| Has there anyone bold enough to try this in their shops? My cubemate just got through telling me that at his last shop, they had bare copper boards (no HASL, no OSP, no nothing), with minimal solderability problems. | Is your cubemate the same guy who told me I could drive from Houston to New Orleans in three hours, 'cause he does it all the time? Or the one who says he shoots in the low 80's but can't par a hole to save his lif when you finally get out on the golf course? Smells like a little "embellishment" going on here.
I did have boards with a copper finish and no OSP. The only thing protecting the copper from oxidation was the Cu-chromate layer on the foil. These are the puppies that I frequently have referred to as the "bitch boards." The ones that only the Alpha 310B flux could solder. The ones used in our reduced purity nitrogen trials that caused defect to triple when the nitrogen feed in the wave was reduced from near 100% purity to 97% purity. The ones that exemplify that fine line between cost-effective and totally unusable (s)crap.

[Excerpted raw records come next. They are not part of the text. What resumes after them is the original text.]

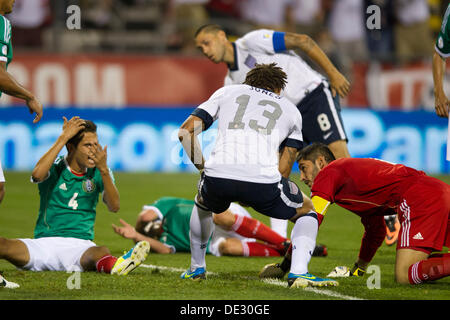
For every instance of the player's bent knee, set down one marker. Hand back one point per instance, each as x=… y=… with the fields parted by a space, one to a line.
x=402 y=277
x=229 y=248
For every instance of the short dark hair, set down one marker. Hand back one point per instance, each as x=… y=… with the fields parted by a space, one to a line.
x=89 y=126
x=267 y=76
x=208 y=28
x=314 y=150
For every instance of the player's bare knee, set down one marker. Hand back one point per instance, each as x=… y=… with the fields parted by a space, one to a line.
x=307 y=205
x=402 y=277
x=226 y=248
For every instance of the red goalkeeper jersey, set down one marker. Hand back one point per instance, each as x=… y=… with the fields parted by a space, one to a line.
x=371 y=188
x=364 y=186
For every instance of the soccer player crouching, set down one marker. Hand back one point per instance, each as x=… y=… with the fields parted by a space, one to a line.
x=69 y=187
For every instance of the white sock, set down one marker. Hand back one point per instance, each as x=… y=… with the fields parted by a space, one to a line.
x=303 y=238
x=279 y=226
x=202 y=227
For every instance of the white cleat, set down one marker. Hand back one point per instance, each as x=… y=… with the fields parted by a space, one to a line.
x=132 y=259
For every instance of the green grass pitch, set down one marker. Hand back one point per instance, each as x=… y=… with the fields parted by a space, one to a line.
x=230 y=278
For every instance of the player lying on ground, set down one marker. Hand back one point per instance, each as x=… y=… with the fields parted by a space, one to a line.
x=69 y=188
x=316 y=97
x=245 y=166
x=165 y=225
x=373 y=188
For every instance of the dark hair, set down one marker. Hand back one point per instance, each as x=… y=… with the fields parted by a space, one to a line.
x=208 y=28
x=267 y=76
x=89 y=126
x=314 y=150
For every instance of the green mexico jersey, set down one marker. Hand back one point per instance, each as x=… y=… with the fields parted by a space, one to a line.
x=68 y=202
x=5 y=41
x=177 y=214
x=443 y=41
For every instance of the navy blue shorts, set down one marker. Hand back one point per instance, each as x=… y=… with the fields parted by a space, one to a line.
x=321 y=113
x=277 y=200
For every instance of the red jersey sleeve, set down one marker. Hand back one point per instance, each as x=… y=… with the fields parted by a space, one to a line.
x=326 y=183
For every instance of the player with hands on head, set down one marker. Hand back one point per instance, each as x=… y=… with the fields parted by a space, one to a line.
x=316 y=96
x=10 y=86
x=69 y=188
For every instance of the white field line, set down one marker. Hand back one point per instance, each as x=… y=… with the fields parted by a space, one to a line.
x=315 y=290
x=268 y=281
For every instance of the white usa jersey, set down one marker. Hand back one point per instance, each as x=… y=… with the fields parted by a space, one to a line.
x=267 y=46
x=252 y=124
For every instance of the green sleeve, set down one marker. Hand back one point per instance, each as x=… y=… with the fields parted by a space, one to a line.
x=442 y=45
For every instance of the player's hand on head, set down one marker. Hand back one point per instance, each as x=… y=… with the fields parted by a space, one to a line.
x=99 y=155
x=34 y=106
x=73 y=126
x=441 y=104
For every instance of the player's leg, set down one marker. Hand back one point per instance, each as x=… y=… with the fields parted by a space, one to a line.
x=424 y=218
x=2 y=191
x=249 y=227
x=392 y=229
x=406 y=258
x=201 y=228
x=237 y=247
x=303 y=238
x=97 y=258
x=2 y=183
x=15 y=251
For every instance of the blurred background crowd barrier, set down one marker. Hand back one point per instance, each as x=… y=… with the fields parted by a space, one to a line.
x=131 y=66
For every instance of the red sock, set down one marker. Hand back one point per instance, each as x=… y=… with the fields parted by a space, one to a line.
x=252 y=228
x=256 y=249
x=430 y=269
x=106 y=263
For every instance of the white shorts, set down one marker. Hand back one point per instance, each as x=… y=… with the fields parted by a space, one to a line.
x=56 y=253
x=221 y=234
x=2 y=176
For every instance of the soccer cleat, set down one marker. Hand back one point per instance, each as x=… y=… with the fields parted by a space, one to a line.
x=197 y=274
x=320 y=251
x=392 y=229
x=132 y=259
x=307 y=279
x=7 y=284
x=272 y=270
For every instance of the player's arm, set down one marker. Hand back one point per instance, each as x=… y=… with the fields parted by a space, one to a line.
x=441 y=103
x=339 y=84
x=10 y=86
x=320 y=207
x=70 y=129
x=187 y=135
x=287 y=160
x=110 y=193
x=127 y=231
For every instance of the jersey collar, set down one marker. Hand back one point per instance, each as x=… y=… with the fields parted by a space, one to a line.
x=236 y=65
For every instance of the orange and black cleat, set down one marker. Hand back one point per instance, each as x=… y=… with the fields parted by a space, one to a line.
x=392 y=229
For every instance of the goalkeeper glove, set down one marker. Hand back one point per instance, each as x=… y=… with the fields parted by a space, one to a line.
x=357 y=271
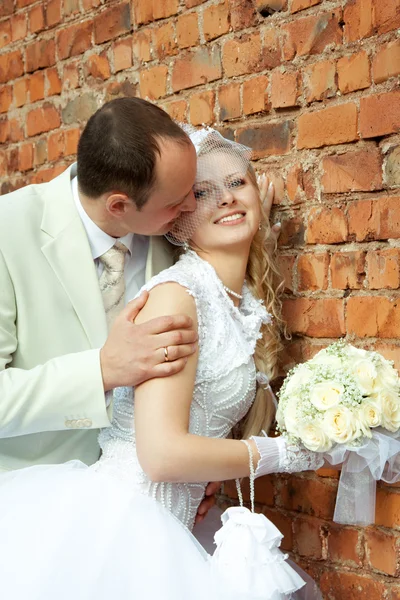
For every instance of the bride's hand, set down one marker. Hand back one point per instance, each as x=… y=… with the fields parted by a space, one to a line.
x=267 y=193
x=208 y=500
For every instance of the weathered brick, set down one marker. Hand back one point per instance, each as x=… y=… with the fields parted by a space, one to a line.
x=312 y=270
x=284 y=89
x=387 y=106
x=187 y=30
x=333 y=125
x=386 y=62
x=352 y=171
x=198 y=67
x=319 y=80
x=153 y=82
x=229 y=101
x=216 y=20
x=11 y=66
x=311 y=35
x=42 y=119
x=383 y=268
x=74 y=40
x=347 y=270
x=327 y=226
x=319 y=318
x=255 y=95
x=202 y=108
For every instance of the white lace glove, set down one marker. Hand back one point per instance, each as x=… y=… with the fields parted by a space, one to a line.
x=278 y=456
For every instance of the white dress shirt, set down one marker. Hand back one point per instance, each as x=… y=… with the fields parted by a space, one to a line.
x=100 y=242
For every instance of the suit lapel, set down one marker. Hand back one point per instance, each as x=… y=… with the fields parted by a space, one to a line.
x=68 y=253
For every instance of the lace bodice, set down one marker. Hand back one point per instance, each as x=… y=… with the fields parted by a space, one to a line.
x=224 y=386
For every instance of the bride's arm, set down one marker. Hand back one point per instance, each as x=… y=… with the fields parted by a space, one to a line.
x=166 y=449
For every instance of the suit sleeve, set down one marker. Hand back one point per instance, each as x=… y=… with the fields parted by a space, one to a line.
x=66 y=392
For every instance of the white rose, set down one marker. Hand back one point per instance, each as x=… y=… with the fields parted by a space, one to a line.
x=314 y=437
x=390 y=404
x=341 y=425
x=364 y=372
x=326 y=394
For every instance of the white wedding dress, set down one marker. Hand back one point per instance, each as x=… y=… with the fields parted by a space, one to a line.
x=106 y=531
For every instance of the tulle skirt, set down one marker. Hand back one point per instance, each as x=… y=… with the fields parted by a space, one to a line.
x=69 y=532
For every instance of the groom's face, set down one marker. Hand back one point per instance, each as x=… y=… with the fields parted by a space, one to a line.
x=171 y=194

I guess it comes down to what you define as "minimal" solder problems. Then there's the school of thought that if you don't see the defect, and don't record the defect, then it's really not a defect, right? (No offense to your cubemate; I'm referring to a shop that I once worked in.)
So yeah, you can, under the right conditions, skip the protectant, but I think it would be highly unadvisable. If it were a realistic process, some big guys in highly competitive markets (like the Motorolas or Compaqs of the world) would be doing it and publishing papers about the great benefits of it.